Disclose, disclose, disclose
The first three rules of real estate are location, location, location. The first three rules of litigation are preparation, preparation, preparation. When it comes to ADR, the first three rules are disclose, disclose, disclose.
The power and importance of disclosure cannot be overstated. ADR proceedings have to be based upon the concept of neutrality and the moment that neutrality is question because someone hid a fact somewhere – whether knowingly or unknowingly – the underpinnings of the entire process can crumble.
Consider the case of Judge Jones of the US Bankruptcy Court in Texas. Turns out Judge Jones and his long-time live-in significant other, a partner at a Texas law firm (and his former law clerk), didn’t bother to disclose their relationship when, perhaps, they should have.

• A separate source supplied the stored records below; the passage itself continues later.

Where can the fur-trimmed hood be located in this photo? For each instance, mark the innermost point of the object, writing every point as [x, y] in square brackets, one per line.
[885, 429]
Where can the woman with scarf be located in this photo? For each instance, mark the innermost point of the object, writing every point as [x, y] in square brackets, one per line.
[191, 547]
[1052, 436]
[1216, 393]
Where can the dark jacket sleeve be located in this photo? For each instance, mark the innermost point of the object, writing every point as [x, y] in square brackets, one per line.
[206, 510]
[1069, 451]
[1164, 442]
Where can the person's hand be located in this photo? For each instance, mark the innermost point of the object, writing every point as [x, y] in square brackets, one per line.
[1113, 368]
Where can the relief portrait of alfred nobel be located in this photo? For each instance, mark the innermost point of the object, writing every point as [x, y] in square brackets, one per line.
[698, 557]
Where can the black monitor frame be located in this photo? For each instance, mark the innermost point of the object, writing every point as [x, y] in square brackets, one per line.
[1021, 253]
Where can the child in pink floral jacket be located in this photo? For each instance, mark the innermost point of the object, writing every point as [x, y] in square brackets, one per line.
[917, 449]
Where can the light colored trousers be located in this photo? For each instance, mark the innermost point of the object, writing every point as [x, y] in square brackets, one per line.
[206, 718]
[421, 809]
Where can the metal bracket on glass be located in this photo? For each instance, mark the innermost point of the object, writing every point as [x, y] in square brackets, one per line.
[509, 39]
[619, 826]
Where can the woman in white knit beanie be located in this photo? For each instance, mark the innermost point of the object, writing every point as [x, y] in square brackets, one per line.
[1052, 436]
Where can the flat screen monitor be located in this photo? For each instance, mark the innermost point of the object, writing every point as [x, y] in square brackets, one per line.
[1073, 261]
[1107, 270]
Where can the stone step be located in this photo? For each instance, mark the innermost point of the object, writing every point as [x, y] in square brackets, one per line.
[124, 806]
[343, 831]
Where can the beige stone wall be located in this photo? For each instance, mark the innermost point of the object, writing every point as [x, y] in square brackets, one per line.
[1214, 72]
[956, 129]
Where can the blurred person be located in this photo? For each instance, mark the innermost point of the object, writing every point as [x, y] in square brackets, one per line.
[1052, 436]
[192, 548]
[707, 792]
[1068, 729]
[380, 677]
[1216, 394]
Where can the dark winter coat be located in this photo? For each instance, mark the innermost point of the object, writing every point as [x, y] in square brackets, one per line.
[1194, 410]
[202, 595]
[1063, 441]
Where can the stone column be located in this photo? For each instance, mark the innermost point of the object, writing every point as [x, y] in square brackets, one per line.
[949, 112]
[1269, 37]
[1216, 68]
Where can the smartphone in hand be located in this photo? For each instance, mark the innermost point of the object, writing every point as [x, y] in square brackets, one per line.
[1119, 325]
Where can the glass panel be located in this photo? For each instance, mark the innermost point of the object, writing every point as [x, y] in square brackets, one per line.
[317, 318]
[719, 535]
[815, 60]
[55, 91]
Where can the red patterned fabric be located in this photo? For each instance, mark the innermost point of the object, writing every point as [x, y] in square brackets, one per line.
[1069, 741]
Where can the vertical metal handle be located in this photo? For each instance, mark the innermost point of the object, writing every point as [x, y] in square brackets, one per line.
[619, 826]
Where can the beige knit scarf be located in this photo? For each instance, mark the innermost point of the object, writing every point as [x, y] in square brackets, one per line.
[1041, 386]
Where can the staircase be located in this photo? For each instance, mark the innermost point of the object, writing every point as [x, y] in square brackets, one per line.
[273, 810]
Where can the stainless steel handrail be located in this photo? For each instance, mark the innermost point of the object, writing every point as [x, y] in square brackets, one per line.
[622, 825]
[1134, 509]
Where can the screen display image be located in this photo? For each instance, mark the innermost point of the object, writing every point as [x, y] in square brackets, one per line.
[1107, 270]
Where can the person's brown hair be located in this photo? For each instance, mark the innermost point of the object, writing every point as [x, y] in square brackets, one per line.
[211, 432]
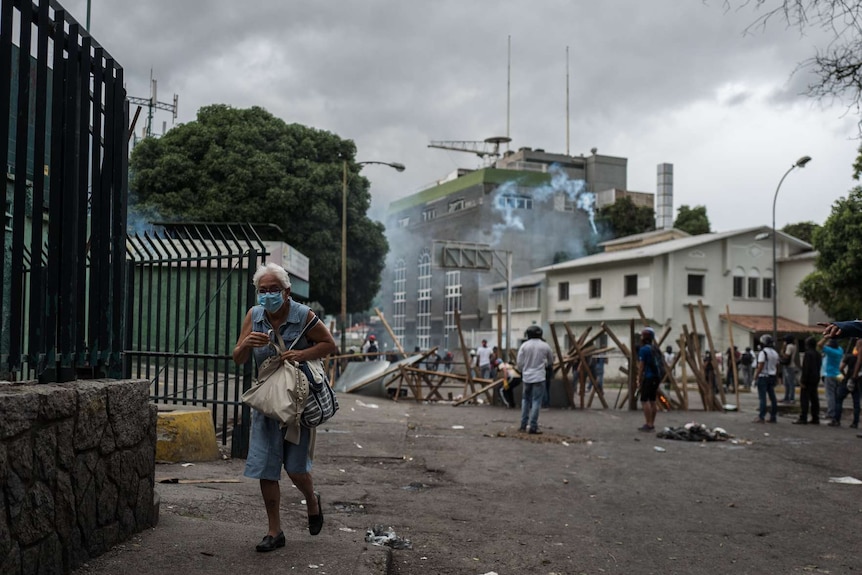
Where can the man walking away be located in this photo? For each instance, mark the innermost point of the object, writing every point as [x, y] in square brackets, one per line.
[808, 383]
[765, 375]
[746, 367]
[533, 356]
[649, 376]
[483, 360]
[788, 369]
[832, 356]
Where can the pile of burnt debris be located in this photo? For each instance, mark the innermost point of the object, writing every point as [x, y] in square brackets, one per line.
[694, 432]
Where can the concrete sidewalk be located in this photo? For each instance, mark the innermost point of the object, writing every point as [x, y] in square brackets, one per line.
[474, 496]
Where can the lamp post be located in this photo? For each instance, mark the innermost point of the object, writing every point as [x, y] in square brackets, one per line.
[800, 163]
[397, 167]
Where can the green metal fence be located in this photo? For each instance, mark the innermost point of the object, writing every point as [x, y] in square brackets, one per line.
[190, 287]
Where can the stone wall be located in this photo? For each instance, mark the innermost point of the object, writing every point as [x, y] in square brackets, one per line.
[77, 468]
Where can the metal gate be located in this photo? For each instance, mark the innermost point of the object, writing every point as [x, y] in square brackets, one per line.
[189, 290]
[64, 142]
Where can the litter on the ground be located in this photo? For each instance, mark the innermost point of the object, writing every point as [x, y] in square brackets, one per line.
[845, 480]
[385, 537]
[694, 432]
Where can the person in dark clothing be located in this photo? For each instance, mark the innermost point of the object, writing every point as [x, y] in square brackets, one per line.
[808, 382]
[848, 385]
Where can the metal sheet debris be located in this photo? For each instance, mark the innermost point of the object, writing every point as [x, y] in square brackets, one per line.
[845, 480]
[385, 537]
[693, 431]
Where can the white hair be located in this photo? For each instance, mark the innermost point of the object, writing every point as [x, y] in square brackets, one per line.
[273, 269]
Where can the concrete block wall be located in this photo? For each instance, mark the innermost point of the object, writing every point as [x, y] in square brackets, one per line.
[77, 471]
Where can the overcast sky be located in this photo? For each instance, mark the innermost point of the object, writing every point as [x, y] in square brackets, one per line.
[652, 81]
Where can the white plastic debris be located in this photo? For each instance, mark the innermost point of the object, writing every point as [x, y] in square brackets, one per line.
[845, 480]
[385, 536]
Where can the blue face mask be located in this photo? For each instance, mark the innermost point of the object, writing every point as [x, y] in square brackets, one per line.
[271, 302]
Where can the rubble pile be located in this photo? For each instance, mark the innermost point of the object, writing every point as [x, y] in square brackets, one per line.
[694, 432]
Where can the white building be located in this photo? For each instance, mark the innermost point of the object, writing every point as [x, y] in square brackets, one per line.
[664, 272]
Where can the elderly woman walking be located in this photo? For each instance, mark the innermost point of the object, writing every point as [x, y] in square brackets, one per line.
[268, 450]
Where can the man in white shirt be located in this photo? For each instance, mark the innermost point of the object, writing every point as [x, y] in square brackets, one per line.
[483, 360]
[767, 368]
[534, 356]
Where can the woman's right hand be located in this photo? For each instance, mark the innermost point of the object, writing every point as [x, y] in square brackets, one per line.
[256, 339]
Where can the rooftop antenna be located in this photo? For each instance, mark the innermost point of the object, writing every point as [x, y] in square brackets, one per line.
[567, 101]
[152, 103]
[509, 94]
[487, 148]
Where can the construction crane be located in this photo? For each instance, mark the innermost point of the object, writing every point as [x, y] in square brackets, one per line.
[482, 148]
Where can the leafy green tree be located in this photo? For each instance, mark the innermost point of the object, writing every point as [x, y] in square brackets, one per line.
[802, 230]
[624, 218]
[246, 165]
[836, 66]
[836, 283]
[692, 220]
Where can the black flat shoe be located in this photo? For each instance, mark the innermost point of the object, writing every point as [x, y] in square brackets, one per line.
[270, 543]
[315, 522]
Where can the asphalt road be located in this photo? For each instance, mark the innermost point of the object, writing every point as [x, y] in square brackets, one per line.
[591, 495]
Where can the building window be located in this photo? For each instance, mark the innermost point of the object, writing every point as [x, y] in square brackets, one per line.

This included the SO’s appointment to a mediation the Judge was overseeing, with a fee of $100,000 per month. Judge Jones, once this came to light, resigned from the bench and his SO left the law firm.
Consider the case of the arbitrator who was appointed to serve on a case involving a Fortune 500 company. A litigant discovered that the arbitrator’s law firm had previously instituted litigation against an electronics manufacturer, accusing the manufacturer of patent infringement. The product in question was sold exclusively by that Fortune 500 company from the arbitration. Even though the litigation was several years earlier, the failure to disclose it was significant. When counsel discovered the omission, counsel disclosed it which ultimately compelled the arbitrator to recuse himself over his failure.
Disclosure is the duty of both the neutral and the parties. It is incumbent to bring these issues to light so as to preserve sanctity of the process.